Don't MacLean on Me

July 19, 2017

Don't MacLean on Me

As I mentioned in an earlier article, Nancy MacLean’s Democracy in Chains has aroused controversy, in large part owing to her many inaccuracies and misleading remarks.  I’d like in this note to call attention to a few more of these.

She begins the book’s Prologue with a summary of an article by Alexander Tabarrok and Tyler Cowen, “The Public Choice Theory of John C. Calhoun.” These authors, colleagues of Buchanan at George Mason University, “have called the antebellum South Carolina senator ‘a precursor of modern public choice theory,’ another name for the stream of thought pioneered by Buchanan.” (p.1) So far, so good; but she goes on to say: “Both thinkers sought ways to restrict what voters could achieve together in a democracy to what the wealthiest among them would agree to.” (p.2) ) In fact, Tabarrok and Cowen  discuss Calhoun’s doctrine of the “concurrent majority” under which all the major interests in society have to approve legislation; but they do not say that Calhoun took the wealthiest to be among these interest groups. They further point out that Calhoun did not intend his unanimity criterion to apply literally to “every member of society.” She does have a footnote to her statement; and, since the paragraph consists of her summary of Tabarrok and Cowen’s article, one would anticipate a citation to this article. But the reference is to another article by Cowen, one that does not discuss Calhoun at all, and mentions Buchanan only in a footnote.  (p.245, note 4)
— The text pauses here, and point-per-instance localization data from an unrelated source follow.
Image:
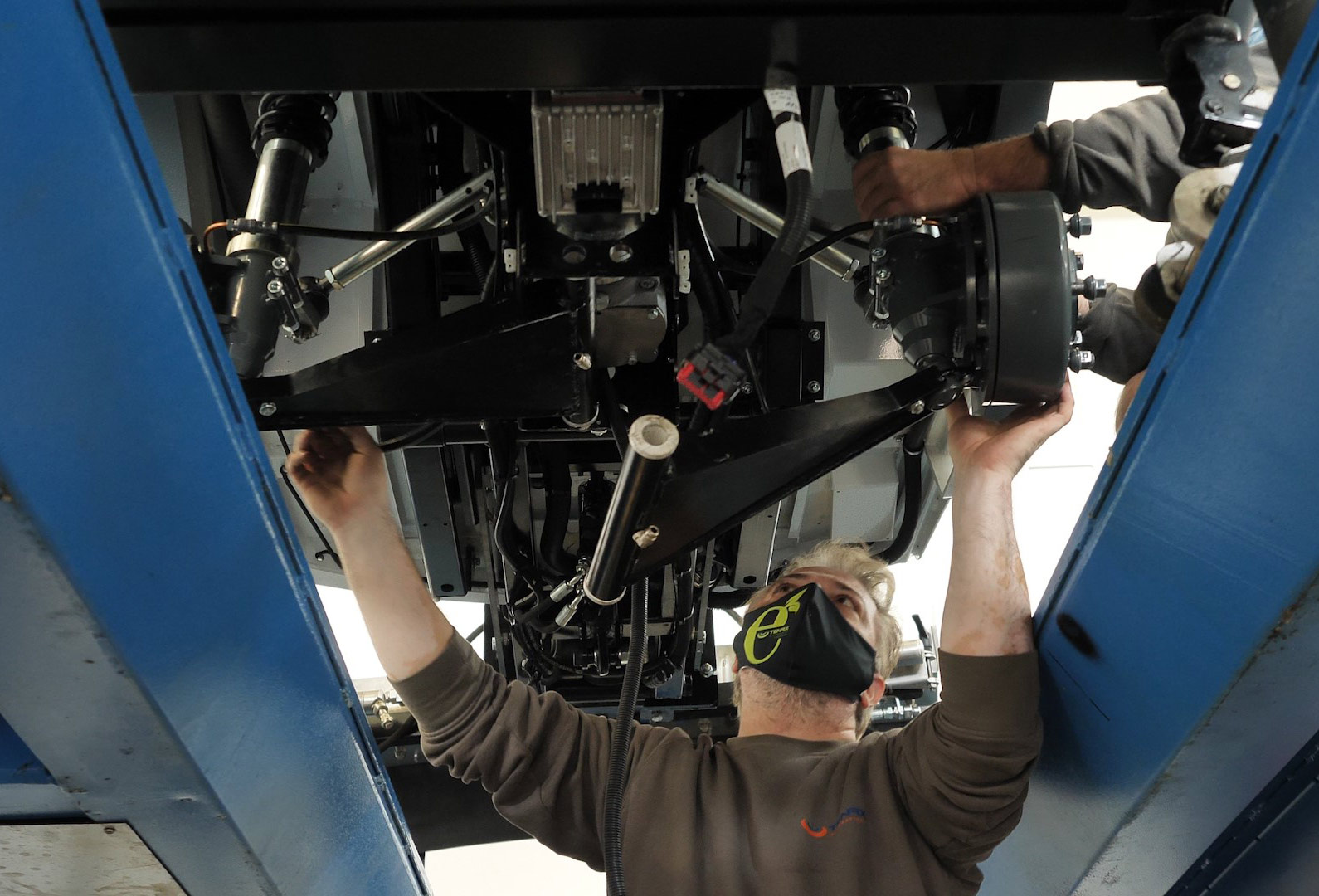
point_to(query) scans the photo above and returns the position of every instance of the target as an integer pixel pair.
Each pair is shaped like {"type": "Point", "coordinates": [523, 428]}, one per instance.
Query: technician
{"type": "Point", "coordinates": [1122, 156]}
{"type": "Point", "coordinates": [802, 800]}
MacLean’s summary of the article also omits Tabarrok and Cowen’s conclusion that “Unlike Buchanan, Calhoun does not subscribe to normative individualism and contractarianism.” In their view, Calhoun’s “lack of ethical foundations shows up in his defense of slavery.” By omitting the authors’ conclusion, MacLean makes it appear that they agree with her that both Calhoun and Buchanan aimed to thwart the interests of the people in favor of a narrow elite of the wealthiest.
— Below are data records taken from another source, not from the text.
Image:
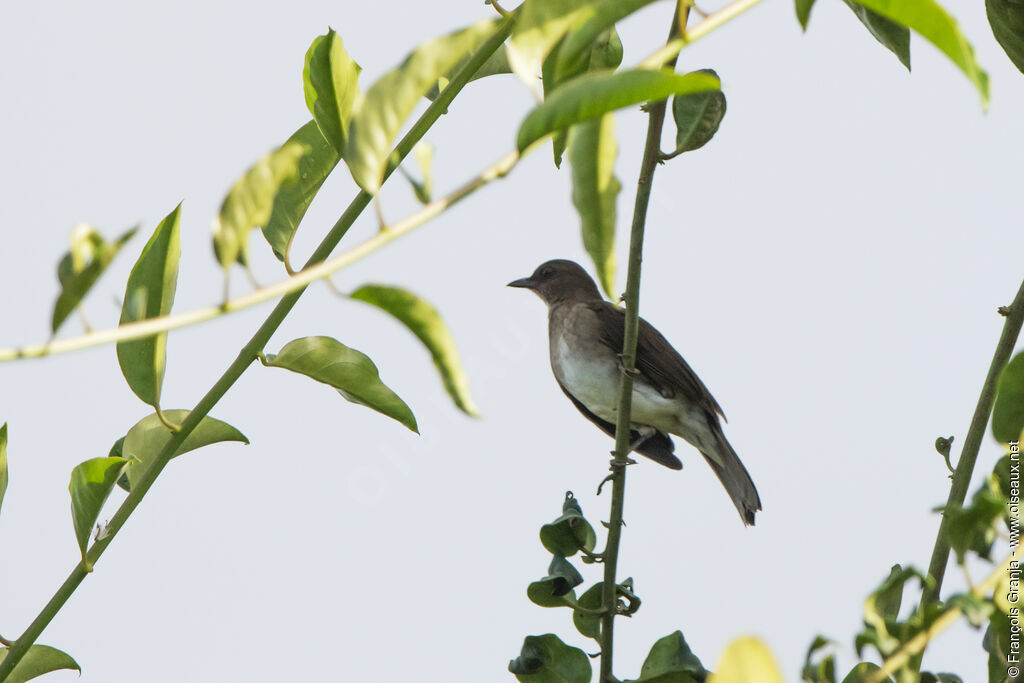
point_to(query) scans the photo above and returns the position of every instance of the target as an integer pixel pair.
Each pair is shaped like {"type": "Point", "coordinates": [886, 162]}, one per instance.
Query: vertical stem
{"type": "Point", "coordinates": [248, 353]}
{"type": "Point", "coordinates": [969, 455]}
{"type": "Point", "coordinates": [651, 154]}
One twentieth-century economist who certainly qualifies as an elitist was John Maynard Keynes; but not in MacLean’s telling. According to her, Keynes ‘believed that for a modern capitalist democracy to flourish, all must have a share in the economy’s benefits and governance.”(p.xxix) Where does Keynes say that everyone must have a share in the economy’s governance? She offers no support for her surprising claim.
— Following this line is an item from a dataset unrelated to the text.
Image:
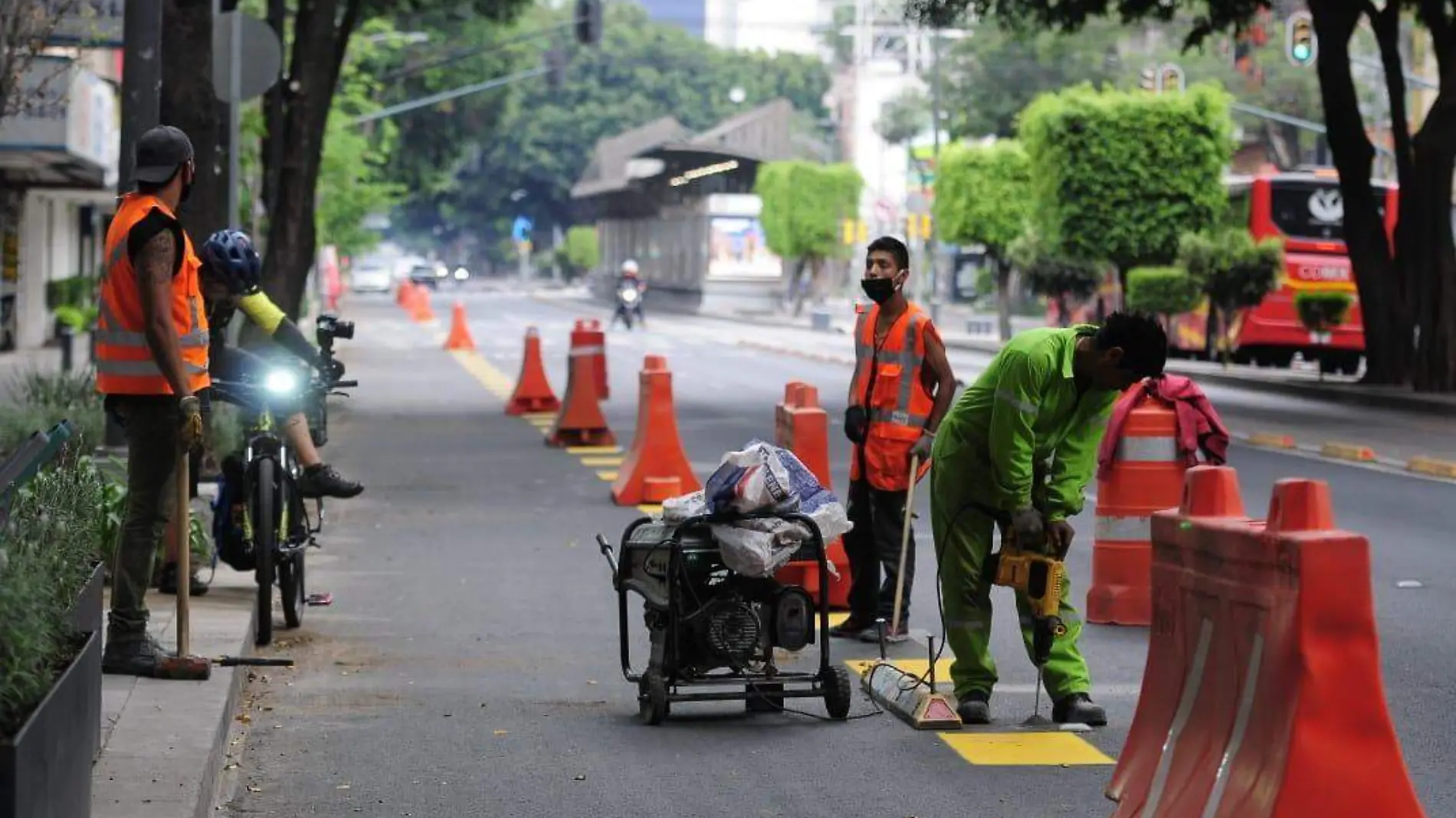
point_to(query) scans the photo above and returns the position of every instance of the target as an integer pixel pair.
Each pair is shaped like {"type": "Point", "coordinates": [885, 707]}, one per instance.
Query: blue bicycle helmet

She says that Herbert Spencer was one of  “bitter establishment opponents of Populism” (p.118), but where does Spencer discuss the Populist movement? She does not tell us. Spencer, she also says, was among those who “pretended’’ that social power does not shape markets; but once more she offers no evidence. It seems unlikely that Spencer held the view she attributes to him. He was, after all, one of the founders of sociology.